After some rumors about a potential return to the KHL after last season, Kaprizov signed a five-year, $45 million contract (average annual value $9 million) with the Wild on Sept. 21.
He thanked Minnesota for believing in him, making it a no-brainer for him to sign a contract that will take him through his 29th birthday.
“I like everything,” Kaprizov said. “I love the stadium. I love the coaching staff. I love the organization. I love the fans. I love everything about the team. Everyone has been great to me. Everything about the organization has been awesome.”
Kaprizov’s production with the Wild correlates with that of Gaborik, who scored 437 points (219 goals, 218 assists) in 502 games with Minnesota, an average of .87 points per game. Kaprizov’s points-per-game average is 1.02.
Nothing about Kaprizov’s grand entrance into the NHL has surprised the Wild, particularly Evason.
He remembers watching highlights of Kaprizov playing in the KHL and marveling at how hard he competes on the puck and away from it.
“We saw it right away,” Evason said. “It’s not just with stick battles in front of the net to get the puck, but in the corner, he wasn’t afraid to stick his nose in there and win that puck battle and then get that offensive opportunity because of it. I know that was the biggest thing that stood out for us as a coaching staff.
“The goals are beautiful. His two and 10 as he gains speed without moving his feet is wonderful. But you need to compete and get the puck to do all that first when you don’t have an opportunity to get a pass from a teammate, and he does that. I think that’s what sets him apart.”
Evason said Kaprizov’s motor on the ice told him a lot about the type of player he could be. He praised Kaprizov’s unselfishness, especially because his skillset would allow him to play a selfish game.
“When we watched him, say on the power play, you didn’t see him always on the half wall,” Evason said. “You saw him in the middle position, the bumper position, or the guy in front of the net. It told us that he was an unselfish player. The passes that he makes, helping his teammates, all that stuff, when you see that and then see that compete level, you know there are some character positives in that type of a person.”
Dumba said the foundation to Kaprizov’s game is his skating ability. He said he’s not the fastest skater, but his intangibles — explosiveness, quick first step, powerful stride, strong legs — allow him to outwill the opposition.

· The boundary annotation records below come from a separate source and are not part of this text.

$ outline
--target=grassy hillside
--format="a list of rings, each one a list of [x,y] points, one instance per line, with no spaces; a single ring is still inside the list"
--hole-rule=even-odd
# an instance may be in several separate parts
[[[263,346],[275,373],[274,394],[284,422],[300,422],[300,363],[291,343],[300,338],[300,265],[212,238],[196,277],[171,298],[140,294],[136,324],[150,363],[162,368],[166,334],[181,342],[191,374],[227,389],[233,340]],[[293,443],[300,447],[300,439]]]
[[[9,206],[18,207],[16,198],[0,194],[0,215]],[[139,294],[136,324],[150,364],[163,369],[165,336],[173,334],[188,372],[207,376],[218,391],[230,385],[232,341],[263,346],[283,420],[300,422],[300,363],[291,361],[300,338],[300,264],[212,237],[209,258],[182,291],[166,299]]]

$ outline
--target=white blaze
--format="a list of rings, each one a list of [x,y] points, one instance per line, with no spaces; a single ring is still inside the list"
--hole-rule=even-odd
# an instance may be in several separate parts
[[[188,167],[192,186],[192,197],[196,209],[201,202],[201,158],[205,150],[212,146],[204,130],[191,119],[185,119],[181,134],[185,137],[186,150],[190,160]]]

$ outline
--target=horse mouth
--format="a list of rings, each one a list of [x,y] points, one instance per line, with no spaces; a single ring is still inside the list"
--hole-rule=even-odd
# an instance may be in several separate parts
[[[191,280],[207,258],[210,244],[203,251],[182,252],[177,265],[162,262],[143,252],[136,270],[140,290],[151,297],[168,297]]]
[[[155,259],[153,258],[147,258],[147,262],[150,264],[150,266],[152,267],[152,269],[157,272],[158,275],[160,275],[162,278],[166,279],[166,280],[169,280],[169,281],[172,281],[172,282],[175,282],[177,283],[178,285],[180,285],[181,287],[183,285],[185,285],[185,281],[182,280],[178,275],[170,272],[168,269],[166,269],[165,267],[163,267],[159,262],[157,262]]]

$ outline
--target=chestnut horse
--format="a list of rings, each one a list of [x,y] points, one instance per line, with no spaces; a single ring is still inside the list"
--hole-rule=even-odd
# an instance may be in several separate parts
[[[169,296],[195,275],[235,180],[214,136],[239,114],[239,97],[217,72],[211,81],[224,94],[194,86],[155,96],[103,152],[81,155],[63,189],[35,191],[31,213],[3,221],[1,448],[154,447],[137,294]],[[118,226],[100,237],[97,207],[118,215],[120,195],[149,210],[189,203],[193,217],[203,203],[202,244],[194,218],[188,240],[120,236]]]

“Say you’re putting that pressure on him, making it hard for him, he’s so smart and just understands his edges so well that he can use that against you,” Dumba said. “You push on him one way, he’s going to use the momentum the other way. It’s a constant game of trying to contain him. It’s hard to stop him. You see some of the best defenders in the NHL try and they think they’re right there.
“I think back to the goal against [the Los Angeles Kings] where he had [Drew] Doughty swimming behind the net. Doughty is right there. Drew is one of my favorite defenseman and we’re buddies. I know how competitive he is and how he defends and puts everything into it. He’s doing that against Kirill. He didn’t take his foot off the gas, but when Kirill puts his foot on the gas there’s not many people that can stop him.”

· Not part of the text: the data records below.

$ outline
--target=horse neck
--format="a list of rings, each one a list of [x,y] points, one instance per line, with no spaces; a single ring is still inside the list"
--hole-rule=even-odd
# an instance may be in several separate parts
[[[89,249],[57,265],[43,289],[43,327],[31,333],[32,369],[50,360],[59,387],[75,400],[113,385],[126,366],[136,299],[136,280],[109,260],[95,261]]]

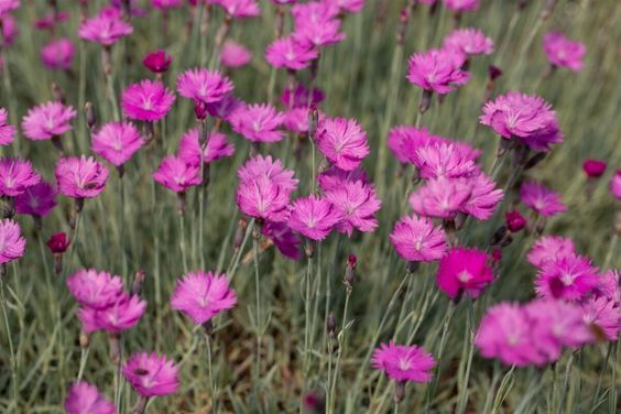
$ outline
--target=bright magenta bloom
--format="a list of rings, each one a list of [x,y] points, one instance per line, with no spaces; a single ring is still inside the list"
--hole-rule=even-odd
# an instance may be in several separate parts
[[[123,20],[121,11],[113,8],[102,9],[95,18],[83,22],[78,29],[80,39],[103,46],[110,46],[132,32],[133,28]]]
[[[587,46],[574,42],[560,32],[549,32],[543,40],[544,52],[549,63],[554,66],[566,67],[578,72],[585,66]]]
[[[177,91],[196,102],[213,103],[232,92],[232,81],[218,70],[195,68],[177,77]]]
[[[0,145],[8,145],[15,139],[18,130],[8,123],[8,112],[6,108],[0,108]]]
[[[390,233],[394,250],[408,262],[432,262],[446,251],[446,235],[426,217],[405,216]]]
[[[30,161],[0,159],[0,196],[15,197],[41,181]]]
[[[222,66],[238,68],[248,65],[252,61],[252,53],[242,44],[226,41],[220,53]]]
[[[317,148],[337,167],[351,171],[371,152],[367,133],[355,119],[325,119],[315,134]]]
[[[532,265],[543,268],[547,262],[573,255],[575,252],[571,239],[558,236],[544,236],[533,244],[526,259]]]
[[[25,239],[20,225],[8,218],[0,220],[0,264],[12,262],[24,252]]]
[[[522,184],[520,199],[542,216],[552,217],[558,213],[567,211],[567,206],[560,201],[560,195],[547,189],[541,183],[526,182]]]
[[[183,193],[200,184],[199,172],[198,165],[188,164],[178,156],[168,155],[162,160],[153,173],[153,179],[175,193]]]
[[[448,94],[470,79],[470,74],[461,70],[464,62],[465,55],[448,50],[415,53],[408,61],[407,80],[428,91]]]
[[[439,262],[436,282],[451,299],[478,297],[493,280],[488,255],[477,249],[454,248]]]
[[[276,142],[283,139],[277,128],[284,116],[269,103],[253,103],[236,110],[230,123],[237,133],[252,142]]]
[[[506,139],[516,138],[535,151],[549,151],[551,144],[563,142],[556,112],[538,96],[511,91],[489,101],[479,117]]]
[[[444,39],[444,47],[455,48],[466,55],[490,55],[493,41],[478,29],[456,29]]]
[[[236,304],[237,294],[230,288],[226,274],[200,270],[179,279],[171,297],[171,307],[190,317],[195,325],[205,324]]]
[[[48,101],[30,108],[22,120],[24,135],[33,141],[50,140],[72,129],[77,112],[57,101]]]
[[[76,382],[65,399],[67,414],[115,414],[115,405],[88,382]]]
[[[70,69],[76,53],[73,42],[62,37],[47,43],[41,50],[41,61],[51,69]]]
[[[40,181],[15,197],[15,211],[19,215],[43,217],[56,207],[56,188]]]
[[[378,228],[375,213],[381,208],[382,201],[370,184],[346,181],[338,187],[327,189],[326,198],[345,215],[337,225],[338,231],[351,237],[353,229],[372,232]]]
[[[92,156],[69,156],[56,163],[56,182],[61,194],[72,198],[92,198],[106,187],[108,168]]]
[[[231,156],[235,146],[228,142],[227,135],[220,132],[211,132],[207,137],[207,146],[203,153],[203,162],[209,164],[225,156]],[[178,156],[193,165],[200,165],[200,144],[198,143],[198,129],[193,128],[183,134],[179,142]]]
[[[569,254],[546,262],[535,280],[535,292],[541,297],[578,301],[599,283],[598,269],[587,258]]]
[[[344,217],[326,198],[310,195],[293,203],[288,227],[312,240],[324,240]]]
[[[265,61],[276,68],[301,70],[310,65],[319,53],[308,42],[293,35],[276,39],[265,50]]]
[[[431,353],[415,345],[381,344],[372,358],[373,368],[382,370],[394,381],[429,382],[436,361]]]
[[[177,392],[178,368],[165,356],[139,352],[123,366],[123,377],[140,395],[145,397],[168,395]]]
[[[164,118],[174,101],[175,95],[161,81],[149,79],[129,85],[121,97],[126,117],[149,122]]]
[[[119,167],[144,145],[144,138],[131,122],[108,122],[92,134],[90,150]]]
[[[105,309],[121,296],[123,282],[120,276],[108,272],[81,269],[67,277],[67,287],[80,305]]]

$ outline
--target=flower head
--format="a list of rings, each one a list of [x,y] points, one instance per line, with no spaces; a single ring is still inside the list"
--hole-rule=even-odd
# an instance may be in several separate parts
[[[237,294],[230,288],[226,274],[203,271],[179,279],[171,297],[171,307],[190,317],[195,325],[205,324],[236,303]]]

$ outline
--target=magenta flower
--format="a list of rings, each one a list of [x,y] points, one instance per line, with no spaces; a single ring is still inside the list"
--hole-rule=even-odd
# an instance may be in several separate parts
[[[199,172],[199,165],[188,164],[178,156],[168,155],[153,173],[153,179],[175,193],[184,193],[200,184]]]
[[[40,181],[41,176],[30,161],[8,156],[0,159],[0,196],[19,196]]]
[[[88,382],[76,382],[65,399],[67,414],[115,414],[115,405]]]
[[[123,292],[123,282],[108,272],[81,269],[67,277],[67,287],[80,305],[97,310],[117,302]]]
[[[526,206],[545,217],[556,216],[567,211],[567,206],[560,201],[560,195],[549,190],[545,185],[526,182],[520,188],[520,199]]]
[[[78,29],[79,39],[111,46],[119,39],[133,32],[118,9],[105,8],[95,18],[84,21]]]
[[[8,122],[9,115],[6,108],[0,108],[0,145],[8,145],[15,139],[18,130]]]
[[[40,181],[15,197],[15,211],[19,215],[47,216],[56,207],[56,188]]]
[[[144,138],[131,122],[108,122],[92,134],[90,150],[119,167],[144,145]]]
[[[178,368],[165,356],[139,352],[132,355],[123,366],[123,377],[141,396],[151,397],[177,392]]]
[[[344,217],[329,200],[310,195],[293,203],[288,227],[312,240],[324,240]]]
[[[477,249],[455,248],[439,262],[436,282],[451,299],[478,297],[493,280],[488,255]]]
[[[196,102],[213,103],[232,92],[232,81],[218,70],[189,69],[177,77],[177,91]]]
[[[553,66],[579,72],[585,66],[587,46],[574,42],[560,32],[549,32],[543,39],[544,52]]]
[[[62,37],[47,43],[41,50],[41,61],[51,69],[72,68],[72,61],[76,53],[73,42],[67,37]]]
[[[337,167],[351,171],[371,152],[367,133],[355,119],[325,119],[315,134],[322,154]]]
[[[25,239],[20,225],[8,218],[0,220],[0,264],[12,262],[24,252]]]
[[[326,190],[326,198],[345,215],[337,225],[339,232],[351,237],[353,229],[372,232],[378,228],[375,213],[381,208],[382,201],[371,185],[361,181],[344,182],[340,186]]]
[[[230,123],[237,133],[252,142],[277,142],[283,131],[277,128],[284,116],[269,103],[253,103],[238,109],[231,115]]]
[[[319,53],[308,42],[293,35],[276,39],[265,50],[265,61],[275,68],[301,70],[310,65]]]
[[[427,91],[448,94],[470,79],[470,74],[461,70],[464,62],[464,55],[448,50],[416,53],[408,61],[407,80]]]
[[[578,301],[599,283],[598,269],[587,258],[569,254],[543,264],[535,280],[541,297]]]
[[[187,315],[195,325],[205,324],[236,304],[237,294],[230,288],[226,274],[200,270],[179,279],[171,297],[171,307]]]
[[[432,262],[446,251],[442,227],[426,217],[406,216],[394,225],[390,241],[401,258],[408,262]]]
[[[220,63],[225,67],[238,68],[248,65],[252,61],[252,53],[242,44],[226,41],[220,53]]]
[[[549,151],[551,144],[563,142],[556,112],[538,96],[511,91],[483,106],[479,117],[506,139],[518,139],[535,151]]]
[[[429,382],[436,361],[423,348],[411,345],[381,344],[371,360],[373,368],[382,370],[394,381]]]
[[[128,86],[121,97],[126,117],[149,122],[164,118],[174,101],[175,95],[161,81],[149,79]]]
[[[490,55],[493,41],[478,29],[456,29],[444,39],[444,47],[455,48],[466,55]]]
[[[72,129],[70,121],[77,112],[57,101],[30,108],[22,120],[24,135],[33,141],[50,140]]]
[[[547,262],[574,255],[575,252],[571,239],[558,236],[544,236],[533,244],[526,259],[532,265],[543,268]]]
[[[69,156],[56,163],[58,190],[70,198],[92,198],[106,187],[108,168],[92,156]]]

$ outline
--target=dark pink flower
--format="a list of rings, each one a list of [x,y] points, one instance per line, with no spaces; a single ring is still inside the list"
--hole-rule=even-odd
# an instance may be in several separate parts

On top of that are the demands Kaprizov puts on himself.
“He wants to be that top player and he’s willing to do anything to get to that point,” Spurgeon said.
Said Dumba, “No one holds themselves to a higher standard than he does. I honestly think every time he shoots the puck he truly believes he should score. I have never seen anyone work like him. It’s contagious.”
Kaprizov is what the Wild hoped he would be, what every adjective used to describe him said he would be, from dynamic to electric to energetic to passionate.
“Seeing the things he can do on the ice and how he can make everyone around him so much better, it definitely brings a different element to our team,” Spurgeon said. “The energy he brings, it bleeds into everyone.”